Round 1 (No. 2 overall): Marcus Mariota, quarterback
Round 2 (No. 40 overall): Dorial Green-Beckham, wide receiver
Round 3 (No. 66 overall): Jeremiah Poutasi, offensive lineman
Round 4 (No. 100 overall): Angelo Blackson, defensive lineman
Round 4 (No. 108 overall): Jalston Fowler, fullback
Round 5 (No. 138 overall): David Cobb, running back
Round 6 (No. 177 overall): Deiontrez Mount, linebacker
Round 6 (No. 208 overall): Andy Gallik, offensive lineman
Round 7 (No. 245 overall): Tre McBride, wide receiver
The Titans have completely revamped their front office, but the previous regime left behind a star quarterback with immense talent and potential. Marcus Mariota showed impressive poise and confidence as a dual-threat playmaker with a unique combination of skills as a passer and runner. He posted a 91.5 passer rating and a 19:10 touchdown-to-interception ratio directing a hybrid offense that effectively blended the spread attack with traditional concepts. Dorial Green-Beckham shows promise as a potential WR1 on the perimeter. The big-bodied pass catcher posted a pair of 100-yard games and flashed dominant skills as a jump-ball specialist.
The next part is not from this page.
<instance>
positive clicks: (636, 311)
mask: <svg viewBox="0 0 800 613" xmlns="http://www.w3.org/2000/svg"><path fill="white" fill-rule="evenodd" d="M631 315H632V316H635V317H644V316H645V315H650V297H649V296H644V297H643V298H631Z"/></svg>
After those first two picks, though, this draft class leaves something to be desired. David Cobb and Jalston Fowler made minor contributions as first-year players, but both need to take another step in Year 2 to alleviate some of the pressure on Mariota in the backfield. Jeremiah Poutasi appeared overwhelmed as a rookie starter on the offensive line. He struggled badly against speedy rushers and eventually was replaced due to his poor performance. Grade: B-
Combine focus: The Titans must solidify their offensive line to make sure Mariota is properly protected in the pocket. Mississippi's Laremy Tunsil, Notre Dame's Ronnie Stanley and Indiana's Jason Spriggs should garner consideration as edge protectors with the potential to step in as Day 1 starters at right or left tackle. The lack of a consistent pass rush could prompt the Titans to closely examine Ohio State's Joey Bosa and Oregon's DeForest Buckner, while the suspect coverage in the secondary will force scouts to study Florida State's Jalen Ramsey, Florida's Vernon Hargreaves and Ohio State's Vonn Bell.